Empowered knowledge workers
Portfolio managers validated their own hypotheses independently. The business created and maintained their own report templates without IT dependency. Analysts worked more efficiently with modern tools.
ESG capability
The modernised platform enabled faster and more transparent integration of ESG data into investment decisions — a fundamental requirement that the old stack could not have met.
Success factors and lessons learned
Migration always takes longer than expected. Technical migration is manageable. The human factor — habituation, relearning, acceptance — requires more time than any technical project plan anticipates. Providing patience and trust at the right moments was one of the most important tasks.
Personal credibility is non-negotiable. In a role as external lead over three years, you must convince not only technically but also build trust as a person. The willingness to communicate directly at every level — from managing director to junior developer — was decisive.
Pragmatism beats process. Questioning established separations and processes — as with read-only access to production data — not only saves time but signals to the team: we solve problems rather than manage processes.
Some changes require personnel consequences. Not all employees can or want to carry a fundamental technological transformation. Communicating this openly and acting early is fairer than a creeping overburdening.
Standardisation is the key.
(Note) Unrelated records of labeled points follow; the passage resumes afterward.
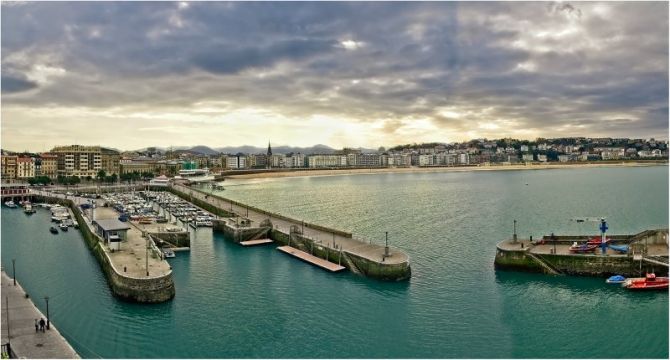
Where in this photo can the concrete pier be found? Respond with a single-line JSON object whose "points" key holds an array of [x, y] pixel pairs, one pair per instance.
{"points": [[357, 255], [24, 341], [648, 252], [125, 269]]}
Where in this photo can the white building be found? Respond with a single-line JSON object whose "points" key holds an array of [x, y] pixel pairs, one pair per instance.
{"points": [[317, 161]]}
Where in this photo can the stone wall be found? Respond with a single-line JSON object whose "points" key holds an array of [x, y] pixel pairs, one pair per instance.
{"points": [[581, 265], [151, 290]]}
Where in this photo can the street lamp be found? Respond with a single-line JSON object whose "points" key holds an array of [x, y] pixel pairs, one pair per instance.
{"points": [[46, 298]]}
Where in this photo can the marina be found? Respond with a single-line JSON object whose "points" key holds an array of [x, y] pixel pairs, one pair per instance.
{"points": [[221, 278]]}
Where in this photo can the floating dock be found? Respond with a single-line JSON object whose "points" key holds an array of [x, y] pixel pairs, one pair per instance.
{"points": [[324, 264], [241, 222], [256, 242]]}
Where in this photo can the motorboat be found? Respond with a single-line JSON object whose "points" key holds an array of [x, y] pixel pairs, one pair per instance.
{"points": [[583, 248], [649, 282], [616, 279], [28, 209]]}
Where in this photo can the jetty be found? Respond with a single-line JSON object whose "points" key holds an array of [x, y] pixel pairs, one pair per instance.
{"points": [[647, 252], [134, 266], [19, 338], [242, 222]]}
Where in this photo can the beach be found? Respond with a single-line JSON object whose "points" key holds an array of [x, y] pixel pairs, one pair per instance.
{"points": [[414, 169]]}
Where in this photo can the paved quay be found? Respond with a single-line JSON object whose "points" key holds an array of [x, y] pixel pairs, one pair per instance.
{"points": [[328, 239], [131, 259], [24, 341]]}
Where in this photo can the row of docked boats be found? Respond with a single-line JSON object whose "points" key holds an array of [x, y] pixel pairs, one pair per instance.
{"points": [[649, 282], [140, 207], [180, 209]]}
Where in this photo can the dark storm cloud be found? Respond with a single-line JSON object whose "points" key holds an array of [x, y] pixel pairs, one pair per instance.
{"points": [[543, 65], [12, 84]]}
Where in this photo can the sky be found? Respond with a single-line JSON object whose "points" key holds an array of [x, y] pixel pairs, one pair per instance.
{"points": [[130, 75]]}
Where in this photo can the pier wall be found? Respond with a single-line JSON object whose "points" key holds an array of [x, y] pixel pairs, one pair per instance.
{"points": [[357, 263], [580, 265], [141, 290], [177, 239]]}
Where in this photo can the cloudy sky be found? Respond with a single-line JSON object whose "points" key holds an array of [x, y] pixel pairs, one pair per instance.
{"points": [[130, 75]]}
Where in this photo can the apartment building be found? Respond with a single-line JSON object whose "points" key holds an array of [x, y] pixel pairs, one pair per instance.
{"points": [[317, 161], [82, 161], [9, 166], [25, 168]]}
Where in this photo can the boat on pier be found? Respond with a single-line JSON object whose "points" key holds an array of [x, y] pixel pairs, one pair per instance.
{"points": [[649, 282]]}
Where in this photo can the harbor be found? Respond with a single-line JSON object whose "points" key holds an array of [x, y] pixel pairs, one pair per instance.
{"points": [[601, 255], [246, 222]]}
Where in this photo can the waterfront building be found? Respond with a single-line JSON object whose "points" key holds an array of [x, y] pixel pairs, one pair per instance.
{"points": [[48, 165], [464, 159], [9, 166], [426, 160], [277, 160], [81, 161], [25, 168], [320, 160], [368, 160], [238, 161], [295, 160]]}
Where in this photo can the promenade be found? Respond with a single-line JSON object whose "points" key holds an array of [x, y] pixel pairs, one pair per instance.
{"points": [[24, 341]]}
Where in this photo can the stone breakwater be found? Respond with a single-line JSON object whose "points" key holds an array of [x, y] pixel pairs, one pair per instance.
{"points": [[648, 253], [130, 288], [245, 222]]}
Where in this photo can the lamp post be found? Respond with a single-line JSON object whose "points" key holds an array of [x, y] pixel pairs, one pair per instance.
{"points": [[46, 298]]}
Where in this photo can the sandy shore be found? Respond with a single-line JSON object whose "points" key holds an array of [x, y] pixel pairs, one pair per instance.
{"points": [[331, 172]]}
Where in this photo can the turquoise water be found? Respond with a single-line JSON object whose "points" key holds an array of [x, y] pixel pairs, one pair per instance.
{"points": [[256, 302]]}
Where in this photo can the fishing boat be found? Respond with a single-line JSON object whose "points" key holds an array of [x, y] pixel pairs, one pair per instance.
{"points": [[167, 252], [28, 209], [616, 279], [622, 249], [649, 282], [583, 248]]}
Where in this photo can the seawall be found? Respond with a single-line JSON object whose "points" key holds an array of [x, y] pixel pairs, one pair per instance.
{"points": [[540, 257], [334, 245], [140, 290]]}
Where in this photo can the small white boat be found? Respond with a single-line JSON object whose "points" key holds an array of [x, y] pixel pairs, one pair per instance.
{"points": [[167, 252]]}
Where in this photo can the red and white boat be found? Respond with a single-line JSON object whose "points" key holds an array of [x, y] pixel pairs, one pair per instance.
{"points": [[649, 282]]}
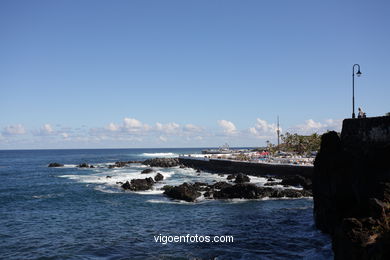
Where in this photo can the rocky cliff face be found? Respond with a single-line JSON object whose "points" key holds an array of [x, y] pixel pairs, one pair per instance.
{"points": [[351, 188]]}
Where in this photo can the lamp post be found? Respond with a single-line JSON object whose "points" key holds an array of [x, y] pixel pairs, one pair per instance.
{"points": [[358, 73]]}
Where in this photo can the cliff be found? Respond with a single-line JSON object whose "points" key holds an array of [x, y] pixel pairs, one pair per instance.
{"points": [[351, 188]]}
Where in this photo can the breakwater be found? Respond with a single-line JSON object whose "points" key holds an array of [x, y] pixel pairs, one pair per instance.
{"points": [[249, 168], [351, 188]]}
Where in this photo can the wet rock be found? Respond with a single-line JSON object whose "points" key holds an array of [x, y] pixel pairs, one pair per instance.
{"points": [[230, 177], [158, 177], [134, 162], [185, 191], [251, 191], [120, 164], [55, 165], [271, 183], [162, 162], [297, 181], [138, 184], [147, 171], [220, 185], [241, 191], [241, 178]]}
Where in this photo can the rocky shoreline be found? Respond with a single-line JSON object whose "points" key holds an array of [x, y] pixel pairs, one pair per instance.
{"points": [[236, 186]]}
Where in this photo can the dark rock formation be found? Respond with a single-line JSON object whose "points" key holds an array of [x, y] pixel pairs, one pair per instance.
{"points": [[55, 165], [231, 177], [185, 191], [83, 165], [147, 171], [251, 191], [162, 162], [273, 183], [241, 178], [158, 177], [249, 168], [121, 164], [297, 180], [351, 189], [220, 185], [138, 184]]}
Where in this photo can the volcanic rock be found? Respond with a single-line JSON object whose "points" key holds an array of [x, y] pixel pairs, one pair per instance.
{"points": [[158, 177], [162, 162], [138, 184], [147, 171], [241, 178], [185, 191], [55, 165]]}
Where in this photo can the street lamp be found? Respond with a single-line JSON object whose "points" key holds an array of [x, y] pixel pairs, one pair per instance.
{"points": [[358, 73]]}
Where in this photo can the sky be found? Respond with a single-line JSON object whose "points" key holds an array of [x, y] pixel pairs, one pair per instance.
{"points": [[135, 74]]}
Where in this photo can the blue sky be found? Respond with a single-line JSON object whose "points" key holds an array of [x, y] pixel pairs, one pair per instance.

A shared programming language, standardised data models, unified development processes — these seemingly boring decisions are what enable the speed and flexibility an organisation needs.
What infrastructure has to do with investment outcomes
Quantitative strategies are only as good as their data foundation. Model on flawed inputs and you reliably get flawed outputs — regardless of how sophisticated the algorithms are.
The real value of this transformation was not the faster deployment cycle. It was the return to the core question: what is our actual source of judgement — and does our infrastructure live up to that standard?
The migration to the Python stack did not just modernise our technical foundation — it changed how our departments collaborate. The fact that Research and Development now speak the same language has fundamentally changed our pace of innovation.
— Chief Technology Officer
This case study describes an anonymised client project. Industry and company context are accurately represented; identifying details have been changed.